Many fake-flick implementations broke instantly. Took cheat devs 6+ months to rebuild around micro-choke (1-3 sub-tick units).
Backup tick exploit (DT)
Pre-CS2: send a fire command targeted at the previous tick window. Server replays the world state at that tick, fires the bullet from the rewound position.
CS2: backup-tick targeting now requires sub-tick-accurate timestamps. Cheats that hardcoded "previous tick = -15.625ms" ended up firing into the void or rejected by the server's clock-correction.

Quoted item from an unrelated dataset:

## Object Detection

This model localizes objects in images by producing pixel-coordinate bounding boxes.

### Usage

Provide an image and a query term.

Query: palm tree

NoDT plugins benefited most — DT became inherently harder to weaponize.
Tick-aligned jitter anti-aim
Pre-CS2: yaw toggles every tick (15.625 ms cycle). Resolvers learn the pattern; anti-aim loses.
CS2: sub-tick gives the resolver finer time slices. Toggling at tick boundaries is now a HUGE signal — resolvers detect "yaw flip exactly on tick boundary" trivially.
Cheat devs moved to sub-tick jitter (yaw flips at sub-tick offsets), which works but requires more tuning.
What still works
- Static anti-aim — visual yaw offset is unchanged; works fine.
- Velocity-based anti-aim — random yaw based on movement speed. Sub-tick doesn't expose new info here.
- Body yaw / fake yaw — independent of input timing, still functional.
- Aimbot core (legit + rage) — sub-tick actually helps clean aimbots; they get more accurate hitbox data.
What admins should know
For HvH server admins: don't tune aggressively against sub-tick. The server is doing the work for you. Default sv_clockcorrection_msecs 60 is fine; lowering it past 15 starts rejecting legitimate high-ping players.
For HvH players: if your cheat broke after a CS2 patch, it's almost certainly a sub-tick refactor. Wait 1-3 days; the dev usually catches up.
TL;DR
CS2 sub-tick adds microsecond input timestamps. This broke fake-flick anti-aim, DT exploits, and tick-aligned jitter. Static anti-aim, body yaw, and velocity-based anti-aim still work. Cheat devs spent ~6 months rebuilding around the new model. The cat-and-mouse continues, but the cat got a precision-timing upgrade.